M. Jean-Claude Tissot.
en fournissant, bien sûr, les moyens de protection nécessaires face au risque infectieux.
M. Bruno Retailleau. Bonne question !
Réponse du Ministère des solidarités et de la santé publiée le 09/04/2020
Réponse apportée en séance publique le 08/04/2020
M. le président. La parole est à M. le ministre des solidarités et de la santé.

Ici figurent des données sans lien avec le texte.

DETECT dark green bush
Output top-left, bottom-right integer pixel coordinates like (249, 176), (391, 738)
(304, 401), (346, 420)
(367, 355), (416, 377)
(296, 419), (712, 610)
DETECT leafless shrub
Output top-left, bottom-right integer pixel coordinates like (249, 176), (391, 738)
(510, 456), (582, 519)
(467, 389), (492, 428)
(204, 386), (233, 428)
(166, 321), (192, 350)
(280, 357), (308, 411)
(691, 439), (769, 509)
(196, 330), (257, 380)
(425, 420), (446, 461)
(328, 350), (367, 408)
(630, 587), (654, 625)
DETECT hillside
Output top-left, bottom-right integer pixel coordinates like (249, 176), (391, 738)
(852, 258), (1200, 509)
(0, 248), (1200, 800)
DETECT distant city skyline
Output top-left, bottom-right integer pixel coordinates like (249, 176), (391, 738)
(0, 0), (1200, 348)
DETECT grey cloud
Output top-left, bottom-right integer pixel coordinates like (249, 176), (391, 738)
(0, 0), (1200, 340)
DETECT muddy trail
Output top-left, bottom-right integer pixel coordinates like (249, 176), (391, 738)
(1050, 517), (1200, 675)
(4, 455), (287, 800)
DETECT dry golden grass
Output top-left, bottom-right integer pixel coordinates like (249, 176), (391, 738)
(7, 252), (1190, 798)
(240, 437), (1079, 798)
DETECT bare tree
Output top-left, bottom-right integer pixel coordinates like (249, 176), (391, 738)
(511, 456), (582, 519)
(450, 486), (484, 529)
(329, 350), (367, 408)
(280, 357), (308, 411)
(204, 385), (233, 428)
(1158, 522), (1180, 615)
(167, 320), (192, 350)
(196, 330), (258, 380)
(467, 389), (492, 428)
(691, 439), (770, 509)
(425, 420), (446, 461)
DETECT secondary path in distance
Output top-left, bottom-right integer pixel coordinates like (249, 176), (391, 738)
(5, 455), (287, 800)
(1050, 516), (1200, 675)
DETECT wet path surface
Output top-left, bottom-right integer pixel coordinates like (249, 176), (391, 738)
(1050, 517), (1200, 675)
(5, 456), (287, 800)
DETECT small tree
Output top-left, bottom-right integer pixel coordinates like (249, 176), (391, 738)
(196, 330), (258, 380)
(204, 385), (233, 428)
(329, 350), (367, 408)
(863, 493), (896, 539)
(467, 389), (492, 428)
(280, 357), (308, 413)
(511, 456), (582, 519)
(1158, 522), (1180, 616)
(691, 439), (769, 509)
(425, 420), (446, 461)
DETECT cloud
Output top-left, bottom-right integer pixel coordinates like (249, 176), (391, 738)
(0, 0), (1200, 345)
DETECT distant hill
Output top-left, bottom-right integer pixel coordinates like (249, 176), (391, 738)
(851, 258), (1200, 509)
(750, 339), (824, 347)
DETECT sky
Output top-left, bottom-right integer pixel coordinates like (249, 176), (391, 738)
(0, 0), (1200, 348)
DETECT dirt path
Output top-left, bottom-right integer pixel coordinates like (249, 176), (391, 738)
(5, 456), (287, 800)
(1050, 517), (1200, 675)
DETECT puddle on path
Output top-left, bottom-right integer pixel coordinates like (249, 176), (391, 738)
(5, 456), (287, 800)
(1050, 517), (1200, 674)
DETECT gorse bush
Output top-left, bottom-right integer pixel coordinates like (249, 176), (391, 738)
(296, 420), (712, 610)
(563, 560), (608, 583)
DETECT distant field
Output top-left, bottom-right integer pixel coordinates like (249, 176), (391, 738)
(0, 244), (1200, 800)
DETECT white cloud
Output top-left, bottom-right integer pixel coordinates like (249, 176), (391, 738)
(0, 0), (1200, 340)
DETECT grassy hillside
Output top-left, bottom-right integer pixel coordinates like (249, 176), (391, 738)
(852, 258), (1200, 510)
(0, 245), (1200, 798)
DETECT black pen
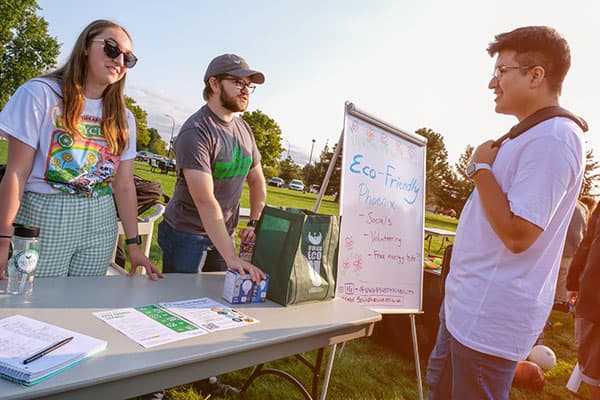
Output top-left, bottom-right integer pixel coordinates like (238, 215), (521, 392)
(23, 336), (73, 364)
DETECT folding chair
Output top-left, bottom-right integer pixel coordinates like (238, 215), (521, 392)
(107, 203), (165, 275)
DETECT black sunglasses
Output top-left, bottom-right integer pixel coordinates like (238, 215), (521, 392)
(90, 39), (137, 68)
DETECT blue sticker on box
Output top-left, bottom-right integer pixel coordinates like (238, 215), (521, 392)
(223, 270), (269, 304)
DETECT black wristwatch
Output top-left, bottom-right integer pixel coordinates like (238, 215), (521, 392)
(125, 235), (142, 245)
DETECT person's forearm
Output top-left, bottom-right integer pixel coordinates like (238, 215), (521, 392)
(249, 183), (267, 219)
(196, 199), (235, 261)
(113, 180), (138, 238)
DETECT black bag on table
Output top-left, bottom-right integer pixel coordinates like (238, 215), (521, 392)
(252, 207), (340, 306)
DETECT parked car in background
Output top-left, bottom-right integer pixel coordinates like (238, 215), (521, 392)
(288, 179), (304, 192)
(135, 151), (154, 161)
(268, 176), (285, 187)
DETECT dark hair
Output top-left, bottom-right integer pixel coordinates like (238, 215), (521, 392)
(487, 26), (571, 94)
(202, 74), (231, 100)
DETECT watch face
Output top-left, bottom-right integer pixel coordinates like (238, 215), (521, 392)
(467, 164), (477, 177)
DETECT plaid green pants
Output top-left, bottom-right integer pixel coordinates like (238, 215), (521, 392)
(15, 192), (117, 278)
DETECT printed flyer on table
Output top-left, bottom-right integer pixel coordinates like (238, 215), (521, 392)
(94, 298), (259, 348)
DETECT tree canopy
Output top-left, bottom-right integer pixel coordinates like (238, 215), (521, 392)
(0, 0), (60, 109)
(242, 110), (283, 167)
(125, 96), (150, 150)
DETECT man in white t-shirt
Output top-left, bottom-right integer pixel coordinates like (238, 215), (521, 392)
(427, 27), (585, 399)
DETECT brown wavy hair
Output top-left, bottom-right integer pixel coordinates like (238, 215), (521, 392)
(45, 19), (131, 155)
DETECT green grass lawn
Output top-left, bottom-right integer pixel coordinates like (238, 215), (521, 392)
(0, 140), (589, 400)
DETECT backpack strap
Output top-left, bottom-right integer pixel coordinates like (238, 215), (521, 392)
(492, 106), (588, 147)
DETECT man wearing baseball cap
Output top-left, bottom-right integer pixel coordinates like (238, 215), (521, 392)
(158, 54), (266, 283)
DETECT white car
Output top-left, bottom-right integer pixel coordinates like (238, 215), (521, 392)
(288, 179), (304, 192)
(268, 176), (285, 187)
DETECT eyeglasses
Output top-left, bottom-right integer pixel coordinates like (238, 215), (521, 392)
(223, 78), (256, 93)
(494, 65), (534, 80)
(90, 39), (137, 68)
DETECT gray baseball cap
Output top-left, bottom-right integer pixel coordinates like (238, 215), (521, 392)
(204, 54), (265, 83)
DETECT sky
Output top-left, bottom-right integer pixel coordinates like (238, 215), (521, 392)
(38, 0), (600, 165)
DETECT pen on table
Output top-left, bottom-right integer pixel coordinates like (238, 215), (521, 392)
(23, 336), (73, 364)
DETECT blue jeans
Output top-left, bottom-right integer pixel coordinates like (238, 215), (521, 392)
(426, 303), (517, 400)
(158, 220), (227, 274)
(425, 301), (452, 400)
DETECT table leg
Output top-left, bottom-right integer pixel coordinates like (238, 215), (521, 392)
(240, 348), (326, 400)
(321, 342), (338, 400)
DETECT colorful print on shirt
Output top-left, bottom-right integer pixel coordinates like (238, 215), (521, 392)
(45, 115), (121, 197)
(213, 146), (252, 179)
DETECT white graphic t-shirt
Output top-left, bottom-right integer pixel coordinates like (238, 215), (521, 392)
(0, 79), (135, 197)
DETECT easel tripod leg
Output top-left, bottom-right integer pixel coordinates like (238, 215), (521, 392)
(410, 314), (423, 400)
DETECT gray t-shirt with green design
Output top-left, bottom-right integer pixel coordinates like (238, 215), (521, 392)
(164, 105), (260, 235)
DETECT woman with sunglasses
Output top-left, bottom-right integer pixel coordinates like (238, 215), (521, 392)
(0, 20), (162, 280)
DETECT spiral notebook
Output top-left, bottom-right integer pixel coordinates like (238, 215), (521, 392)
(0, 315), (106, 386)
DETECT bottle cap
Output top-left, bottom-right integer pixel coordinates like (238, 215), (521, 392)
(13, 224), (40, 237)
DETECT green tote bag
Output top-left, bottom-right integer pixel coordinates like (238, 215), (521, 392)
(252, 207), (340, 306)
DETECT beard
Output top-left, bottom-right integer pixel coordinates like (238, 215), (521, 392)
(219, 86), (248, 112)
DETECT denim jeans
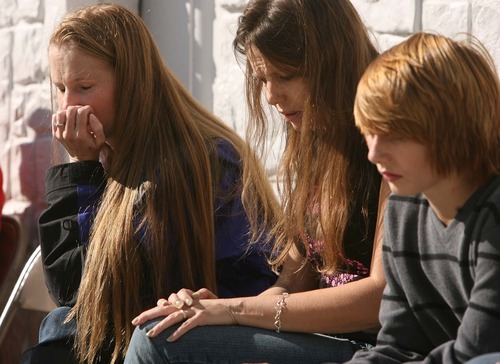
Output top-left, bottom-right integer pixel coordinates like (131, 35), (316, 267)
(125, 318), (368, 364)
(466, 352), (500, 364)
(38, 307), (76, 344)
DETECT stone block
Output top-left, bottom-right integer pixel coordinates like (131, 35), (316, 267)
(0, 28), (12, 84)
(12, 22), (47, 85)
(0, 0), (16, 28)
(376, 34), (407, 52)
(351, 0), (417, 34)
(422, 0), (470, 38)
(471, 0), (500, 73)
(14, 0), (43, 23)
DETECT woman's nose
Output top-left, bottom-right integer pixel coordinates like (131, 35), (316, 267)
(59, 90), (78, 110)
(264, 82), (283, 105)
(365, 135), (384, 164)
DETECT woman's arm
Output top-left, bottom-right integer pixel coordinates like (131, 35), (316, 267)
(133, 185), (388, 341)
(39, 161), (104, 306)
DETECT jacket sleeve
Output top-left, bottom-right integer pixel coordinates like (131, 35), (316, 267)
(39, 161), (105, 306)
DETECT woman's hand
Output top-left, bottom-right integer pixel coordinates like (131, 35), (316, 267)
(52, 106), (106, 162)
(132, 288), (236, 342)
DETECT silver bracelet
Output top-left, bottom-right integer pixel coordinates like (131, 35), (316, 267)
(274, 292), (289, 333)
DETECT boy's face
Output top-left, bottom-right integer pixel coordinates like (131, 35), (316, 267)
(365, 135), (440, 196)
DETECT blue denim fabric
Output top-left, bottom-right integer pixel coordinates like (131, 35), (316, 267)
(466, 352), (500, 364)
(125, 318), (359, 364)
(39, 307), (76, 344)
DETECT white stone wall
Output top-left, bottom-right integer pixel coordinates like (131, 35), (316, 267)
(0, 0), (500, 244)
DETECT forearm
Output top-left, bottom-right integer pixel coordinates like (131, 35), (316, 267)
(224, 278), (383, 333)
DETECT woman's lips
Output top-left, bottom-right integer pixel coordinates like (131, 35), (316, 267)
(382, 172), (401, 182)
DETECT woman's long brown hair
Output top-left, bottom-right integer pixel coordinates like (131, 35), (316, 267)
(50, 4), (277, 363)
(233, 0), (379, 272)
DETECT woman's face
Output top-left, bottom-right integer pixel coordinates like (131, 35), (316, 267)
(247, 46), (309, 131)
(49, 45), (116, 143)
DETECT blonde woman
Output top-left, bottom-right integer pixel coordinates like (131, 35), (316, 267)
(125, 0), (387, 364)
(28, 4), (277, 363)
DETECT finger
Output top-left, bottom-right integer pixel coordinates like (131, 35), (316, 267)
(168, 293), (184, 308)
(177, 288), (196, 306)
(132, 305), (178, 326)
(195, 288), (219, 299)
(167, 318), (198, 342)
(87, 114), (106, 146)
(156, 298), (170, 307)
(52, 112), (66, 136)
(75, 106), (92, 133)
(65, 106), (79, 135)
(146, 310), (192, 337)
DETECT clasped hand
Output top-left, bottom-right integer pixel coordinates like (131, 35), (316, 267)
(52, 106), (106, 162)
(132, 288), (236, 342)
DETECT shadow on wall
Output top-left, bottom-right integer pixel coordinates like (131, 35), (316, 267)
(18, 108), (54, 249)
(0, 108), (54, 364)
(140, 0), (215, 110)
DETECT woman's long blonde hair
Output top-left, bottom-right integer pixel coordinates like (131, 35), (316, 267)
(233, 0), (379, 272)
(50, 4), (277, 363)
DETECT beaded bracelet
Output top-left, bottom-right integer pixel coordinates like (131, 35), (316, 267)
(274, 292), (289, 333)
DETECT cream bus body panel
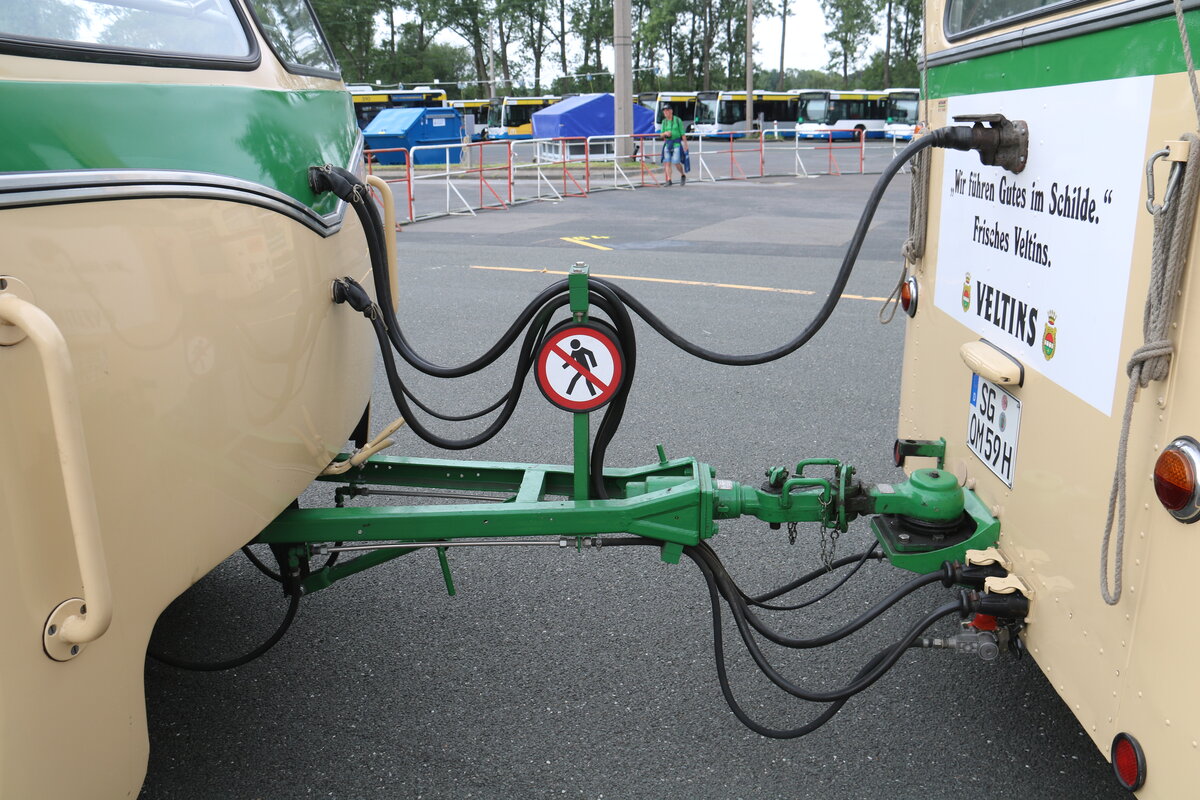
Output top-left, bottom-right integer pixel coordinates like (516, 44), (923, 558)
(899, 68), (1200, 798)
(0, 199), (373, 798)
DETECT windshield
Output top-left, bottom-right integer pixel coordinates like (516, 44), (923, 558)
(0, 0), (251, 58)
(504, 106), (544, 128)
(946, 0), (1070, 37)
(251, 0), (337, 73)
(716, 100), (746, 125)
(888, 98), (917, 124)
(696, 98), (716, 125)
(798, 97), (829, 122)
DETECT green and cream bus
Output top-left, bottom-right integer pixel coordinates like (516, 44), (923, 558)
(899, 0), (1200, 799)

M. Olivier Véran, ministre des solidarités et de la santé. Monsieur le sénateur Jean-Claude Tissot, votre question traite de l'humanité avec laquelle on affronte la fin de vie dans des conditions déjà difficiles, puisque près de 100 000 personnes décèdent chaque année en Ehpad, soit environ 300 personnes par jour. Ces établissements sont donc, bien souvent, la dernière demeure des personnes qui y résident.
Ce que vous demandez aujourd'hui est déjà rendu possible. Nous avons autorisé la visite d'un proche dans les derniers instants de la vie d'un résident en Ehpad, comme cela se pratique d'ailleurs également dans les établissements hospitaliers.
Pour ce faire, nous avons fixé, comme vous l'avez esquissé vous-même dans votre question, un certain nombre de conditions en termes d'équipement adéquat, afin de ne pas faire entrer le virus dans l'établissement. Nous avons également décidé d'un parcours spécifique au sein de l'établissement, avec une chambre particulière lorsque c'est possible, également pour éviter tout risque de contamination.
De telles visites sont donc autorisées, et c'est normal. Je ne dis pas qu'elles sont simples à mettre en uvre, mais les directeurs d'établissement peuvent, en l'état du droit, les permettre.
J'imagine que vous avez été informé d'un problème par rapport à une situation particulière. Dans ce cas, je vous invite à vous tourner vers mon cabinet : je m'engage à faire contacter chaque Ehpad où la situation serait difficile.
Je travaille énormément en lien avec les fédérations d'Ehpad et de services à domicile. Je les remercie d'ailleurs de leur action déterminée. Quoi qu'il en soit, encore une fois, il n'existe pas de blocage d'ordre législatif ou réglementaire au niveau national sur ces questions.